The Barbican Centre, London – 15-16 February 2020
It was the first time that I had ventured to a festival dedicated solely to the topic of wellbeing and I was bubbling with excitement at the prospect of listening to, and learning from, the array of high-profile speakers that were listed on the Life Lessons Festival programme.
Before the start of my sessions I took the opportunity to head over to the Waterstones pop up shop where I picked up my free copy of Philippa Perry’s The Book You Wish Your Parents Had Read (and Your Children Will be Glad That You Did). Being a bit of a bookworm it was an obvious first choice of destination, and later, after meandering around the shopping village, I returned there to stock up on other titles, which I cannot wait to get stuck into since I selected them based on areas of my life where I could really use the benefit of their experience and wisdom…
It wasn’t all about the shopping though! There were lots of other free drop-in sessions going on throughout the day that you could visit to completely unwind. As I’d set an intention to be more creative this year I dropped into the M.Y.O (Make Your Own) workshop which was full of arty activities such as vision boarding, lino printing, colouring etc. I tried my hand at some calligraphy which I found to be a very mindful, relaxing and focused way of spending the time that I had between talks. I’d love to attend something similar back home in Manchester as I’m beginning to appreciate the therapeutic benefits that creativity can bring to my life.

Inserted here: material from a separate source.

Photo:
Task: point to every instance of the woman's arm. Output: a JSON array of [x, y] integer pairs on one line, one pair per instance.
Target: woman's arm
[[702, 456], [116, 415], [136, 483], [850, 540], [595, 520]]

Now back to the programme itself! Here is an overview of the workshops I attended and my key takeaways from them:
Body Confident Mum
Speakers: Paola di Lanzo and Clare Bourne
I wish I’d known about the work of Paola di Lanzo, a Barre Teacher, and Clare Bourne, a Physiotherapist, just after the birth of my children. Like many new mums I had trouble adjusting to my post-pregnancy body (especially after my first child). Gone was the lovely bump and I remember looking down (maybe that was my first mistake…) and having this feeling of emptiness. My tummy appeared to be just this mass of wobbly ‘stuff’ and I had developed full on noticeable stretch marks which just got worse with the birth of my second child. I’ll be honest, I didn’t like what I saw, it never ever felt like it was really ‘me’. I hated how I looked in (and out of) clothes and I felt inadequate, unattractive and incredibly insecure even though my body had done everything it had needed to do and it had given me and my husband two wonderful children. I also felt very alone in this, not speaking of it even to my husband, just getting on with being a mum and pushing those insecurities to the back of my mind where they’d ultimately resurface in feelings of resentment and envy.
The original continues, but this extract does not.